Lifelong love of baseball leads Westmoreland County Junior Legion president to hall of fame

Ted Sarneso
8657827_web1_vnd-DoyleHOFWebWide-070825
Submitted
Westmoreland County Junior American Legion baseball president John Doyle will be inducted into the PA American Legion baseball Hall of Fame on July 25.

John Doyle never played a ton of organized baseball while growing up in Plum. He spent most of his time playing pickup games on the local field with friends.

“My father made it a point to make sure that we had a field to play on,” Doyle said. “He would come home from work and make sure the local field was always mowed.”

It was on that field where Doyle sparked an interest in baseball.

“I really liked the sport and was always studying the game and how it was played,” he said.

When he was 7 years old, Doyle was hit by a car, and the damage was so severe, he was unable to play until he was cleared by a doctor when he was 13.

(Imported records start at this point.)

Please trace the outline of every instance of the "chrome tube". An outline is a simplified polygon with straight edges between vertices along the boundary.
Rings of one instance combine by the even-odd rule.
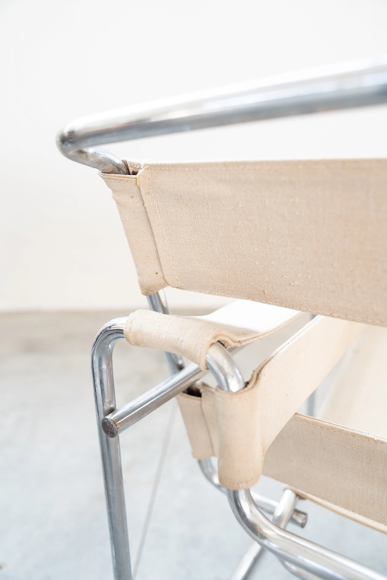
[[[126,320],[117,318],[101,328],[91,360],[114,580],[132,580],[126,511],[119,440],[106,437],[100,425],[103,417],[115,408],[112,355],[117,341],[124,338]]]
[[[127,405],[104,417],[102,422],[104,432],[109,437],[116,437],[131,425],[187,389],[208,372],[202,371],[197,364],[189,365]]]
[[[227,494],[244,530],[280,560],[326,580],[386,580],[361,564],[281,530],[257,508],[249,490],[227,490]]]
[[[77,119],[57,136],[69,159],[128,174],[97,145],[387,102],[387,57],[345,63]]]
[[[294,491],[291,490],[285,490],[274,513],[272,520],[273,523],[285,530],[288,522],[290,520],[292,513],[294,512],[298,499],[298,496]],[[283,560],[280,560],[280,561],[288,572],[294,576],[301,578],[301,580],[319,580],[318,577],[314,574],[305,572],[305,570],[302,570]]]
[[[236,392],[244,388],[239,369],[219,343],[210,347],[207,361],[220,389]],[[288,491],[283,505],[274,512],[275,521],[283,525],[294,510],[296,497]],[[296,575],[296,569],[300,568],[300,572],[305,571],[323,580],[387,580],[361,564],[283,530],[263,515],[249,490],[226,490],[226,493],[234,515],[245,531],[262,548],[288,563],[290,571]],[[308,578],[308,575],[299,576]]]
[[[245,580],[263,553],[262,546],[254,542],[242,556],[230,580]]]
[[[206,459],[199,459],[198,463],[206,479],[219,491],[225,494],[226,488],[219,483],[218,472],[214,466],[211,459],[209,458]],[[263,495],[260,495],[254,491],[251,492],[251,495],[254,503],[259,509],[263,510],[264,512],[270,514],[274,513],[276,510],[277,509],[279,503],[274,499],[263,497]],[[294,509],[290,514],[290,520],[296,525],[299,526],[300,528],[304,528],[308,521],[308,514],[305,512],[301,512],[301,510]]]

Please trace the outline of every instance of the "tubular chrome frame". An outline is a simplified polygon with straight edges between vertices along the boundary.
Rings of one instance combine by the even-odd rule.
[[[115,411],[112,355],[115,343],[124,338],[126,321],[125,318],[117,318],[103,327],[96,337],[92,350],[96,411],[115,580],[132,580],[132,577],[119,438],[106,434],[102,423],[106,416]],[[236,392],[244,387],[237,365],[222,345],[212,345],[206,358],[220,388]],[[151,397],[149,397],[142,406],[138,405],[136,420],[187,388],[190,381],[192,384],[197,380],[198,367],[193,365],[190,367],[192,367],[190,372],[183,369],[155,387],[160,391],[164,389],[168,393],[168,398],[159,396],[154,401]],[[200,371],[203,375],[205,372]],[[173,385],[172,390],[171,384]],[[173,394],[171,394],[172,391]],[[292,503],[289,498],[294,500],[295,494],[290,496],[292,492],[285,492],[285,500],[276,507],[274,521],[272,522],[256,504],[249,490],[226,490],[233,512],[242,527],[262,548],[284,561],[287,569],[298,577],[305,580],[312,580],[313,576],[335,580],[386,580],[385,577],[361,564],[283,530],[294,513],[295,501]]]
[[[95,146],[156,135],[387,102],[387,57],[320,67],[77,119],[57,136],[68,159],[128,175]]]

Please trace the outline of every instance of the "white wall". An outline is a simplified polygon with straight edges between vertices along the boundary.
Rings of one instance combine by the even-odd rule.
[[[3,0],[3,310],[144,304],[109,191],[62,157],[76,117],[387,53],[381,0]],[[129,159],[385,157],[387,107],[121,143]],[[173,305],[216,299],[172,291]],[[195,302],[195,301],[196,302]]]

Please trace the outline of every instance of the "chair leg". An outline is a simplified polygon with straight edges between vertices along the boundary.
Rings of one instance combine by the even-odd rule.
[[[103,327],[92,350],[94,397],[114,580],[132,580],[132,577],[119,438],[108,437],[101,428],[101,421],[115,409],[112,354],[115,343],[124,338],[126,321],[126,318],[117,318]]]
[[[230,580],[245,580],[263,553],[262,546],[254,542],[242,556]]]
[[[236,392],[244,388],[240,371],[226,349],[216,343],[208,349],[206,356],[207,365],[218,381],[220,389]],[[291,493],[291,492],[290,492]],[[291,564],[290,571],[294,567],[300,568],[309,575],[323,580],[387,580],[385,576],[345,556],[337,554],[305,540],[299,536],[286,531],[280,525],[270,521],[254,502],[249,490],[227,490],[226,494],[234,515],[244,530],[263,548],[272,552],[278,558]],[[296,496],[287,494],[292,499],[290,510],[294,507]],[[282,524],[286,518],[278,516]],[[310,576],[303,575],[303,578]]]

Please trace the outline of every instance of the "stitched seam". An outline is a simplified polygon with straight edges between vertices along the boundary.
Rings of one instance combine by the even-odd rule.
[[[197,292],[197,290],[193,290],[193,292]],[[204,293],[211,294],[212,296],[224,296],[227,298],[234,298],[236,299],[240,299],[241,297],[233,296],[230,294],[214,294],[213,292],[211,291],[211,289],[207,289],[203,291]],[[241,297],[243,300],[251,300],[254,302],[258,302],[258,300],[252,300],[252,298],[247,298],[245,296]],[[288,308],[291,310],[299,310],[300,312],[306,313],[309,312],[309,310],[300,310],[299,304],[298,306],[289,306],[288,304],[283,304],[281,302],[262,302],[262,304],[267,304],[272,306],[281,306],[281,308]],[[334,318],[338,318],[339,320],[347,320],[349,322],[360,322],[361,324],[366,324],[367,322],[370,324],[375,324],[379,326],[385,326],[385,321],[384,320],[371,320],[369,318],[356,318],[355,317],[344,317],[342,314],[337,314],[334,312],[325,312],[324,310],[315,310],[314,312],[311,313],[313,314],[322,314],[324,316],[327,316],[331,317]],[[277,329],[276,329],[277,330]],[[254,339],[253,339],[254,340]]]
[[[186,290],[187,288],[185,286],[182,280],[180,280],[180,278],[179,278],[178,274],[176,273],[176,270],[175,270],[175,268],[173,267],[173,264],[172,261],[172,256],[171,255],[171,252],[169,251],[169,248],[168,248],[168,242],[167,241],[167,235],[165,234],[165,230],[164,230],[164,227],[162,225],[162,223],[161,222],[161,217],[160,216],[160,212],[158,211],[158,208],[157,207],[156,200],[154,198],[154,195],[153,195],[153,192],[152,191],[152,188],[151,186],[150,167],[148,168],[148,171],[149,172],[149,191],[150,191],[150,194],[152,196],[152,199],[153,200],[153,203],[154,204],[154,206],[156,208],[156,211],[157,212],[157,215],[158,216],[158,221],[160,222],[160,226],[161,226],[161,229],[162,230],[162,234],[164,237],[164,242],[165,242],[165,248],[167,248],[167,251],[168,252],[168,256],[169,256],[169,262],[171,262],[171,266],[172,266],[172,269],[173,271],[173,274],[175,274],[176,280],[178,280],[178,282],[180,282],[180,284],[183,287],[183,289],[184,290]]]

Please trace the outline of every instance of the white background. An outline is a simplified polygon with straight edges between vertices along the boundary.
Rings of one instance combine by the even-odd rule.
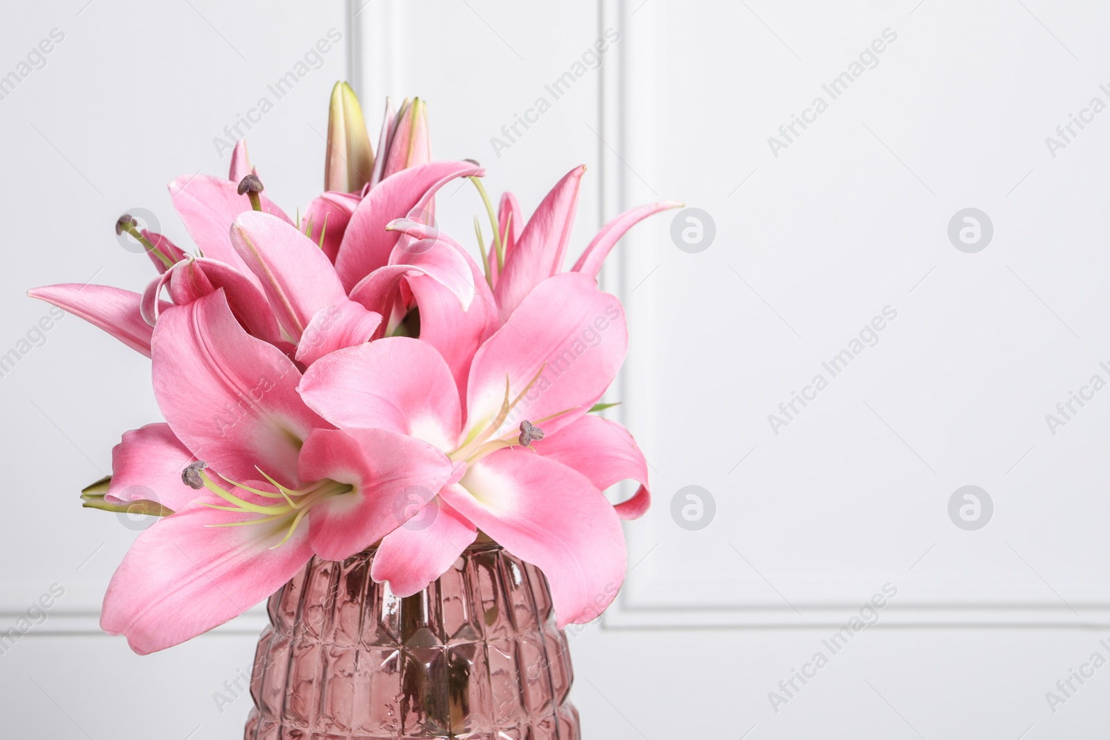
[[[343,41],[248,135],[286,212],[322,185],[327,94],[347,78],[374,131],[386,94],[426,98],[436,156],[481,161],[525,212],[585,163],[573,252],[652,200],[715,221],[690,254],[673,214],[655,216],[603,274],[632,330],[612,399],[656,505],[626,528],[620,599],[572,638],[587,738],[1101,737],[1110,668],[1056,712],[1045,697],[1110,658],[1110,391],[1054,435],[1045,419],[1110,379],[1110,113],[1054,158],[1045,141],[1110,103],[1100,4],[77,0],[7,19],[0,74],[65,37],[0,100],[0,354],[47,313],[28,287],[142,288],[151,266],[115,242],[120,213],[149,209],[189,245],[164,183],[224,172],[212,139],[335,28]],[[605,29],[620,40],[598,69],[498,156],[491,138],[552,101],[544,85]],[[878,63],[830,100],[821,85],[886,29]],[[776,156],[768,136],[818,95],[828,110]],[[440,203],[472,243],[473,190]],[[973,254],[948,237],[966,207],[993,224]],[[878,343],[776,435],[768,415],[886,306]],[[148,361],[67,317],[0,378],[0,627],[65,589],[0,655],[3,736],[239,737],[250,699],[221,712],[212,695],[249,666],[256,615],[144,658],[97,633],[134,531],[77,494],[122,430],[158,418]],[[696,531],[672,518],[687,485],[716,501]],[[991,496],[982,529],[949,519],[963,485]],[[775,711],[768,692],[830,656],[821,640],[885,584],[898,594],[878,625]]]

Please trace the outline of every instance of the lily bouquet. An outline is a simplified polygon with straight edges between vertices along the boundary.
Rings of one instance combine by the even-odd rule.
[[[643,454],[597,416],[624,361],[596,276],[659,202],[606,224],[563,270],[585,168],[527,221],[472,161],[431,156],[422,101],[387,109],[377,156],[357,99],[332,94],[323,192],[295,221],[246,146],[228,179],[170,183],[188,253],[130,215],[158,276],[141,293],[30,291],[151,359],[164,422],[125,432],[84,506],[162,517],[135,539],[101,627],[139,653],[238,616],[313,557],[376,545],[371,577],[426,588],[480,536],[546,575],[559,628],[596,618],[626,567],[620,519],[649,504]],[[467,178],[492,232],[481,265],[433,219]],[[475,224],[478,221],[475,219]],[[640,484],[610,505],[603,490]]]

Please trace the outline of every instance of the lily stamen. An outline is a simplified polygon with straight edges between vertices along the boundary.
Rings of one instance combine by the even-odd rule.
[[[202,485],[208,490],[212,491],[223,500],[228,501],[231,506],[221,506],[219,504],[209,504],[208,501],[201,501],[204,506],[219,509],[221,511],[235,511],[239,514],[261,514],[261,517],[252,517],[250,519],[241,519],[239,521],[223,521],[220,524],[205,525],[208,527],[242,527],[246,525],[254,524],[271,524],[276,521],[289,521],[289,530],[280,543],[271,547],[274,549],[281,547],[289,541],[290,537],[296,530],[296,526],[301,524],[301,520],[309,513],[309,510],[320,504],[321,501],[327,500],[334,496],[340,496],[342,494],[347,494],[354,490],[354,486],[345,483],[339,483],[337,480],[332,480],[325,478],[324,480],[317,480],[315,483],[309,484],[303,488],[290,488],[283,486],[282,484],[274,480],[273,477],[266,475],[261,469],[255,467],[262,476],[273,484],[278,488],[279,493],[274,494],[271,491],[260,490],[252,486],[246,486],[241,483],[235,483],[230,478],[223,478],[231,486],[239,488],[241,490],[249,491],[251,494],[263,496],[271,499],[282,499],[282,504],[273,504],[265,506],[262,504],[252,504],[251,501],[243,500],[239,496],[234,495],[230,490],[225,489],[223,486],[216,484],[212,478],[204,473],[203,469],[195,470],[195,474],[201,478]],[[223,476],[220,476],[223,477]]]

The highest level Doyle ever reached was Pony baseball, but he never stopped studying the game, learning as much as he could about the sport. His drive to learn continued as he got older took him down a more successful and fulfilling path.

It has been a long and winding journey, one that will make its way to the JPT Convention Center in Erie on July 25 as Doyle is inducted into the PA American Legion Baseball Hall of Fame.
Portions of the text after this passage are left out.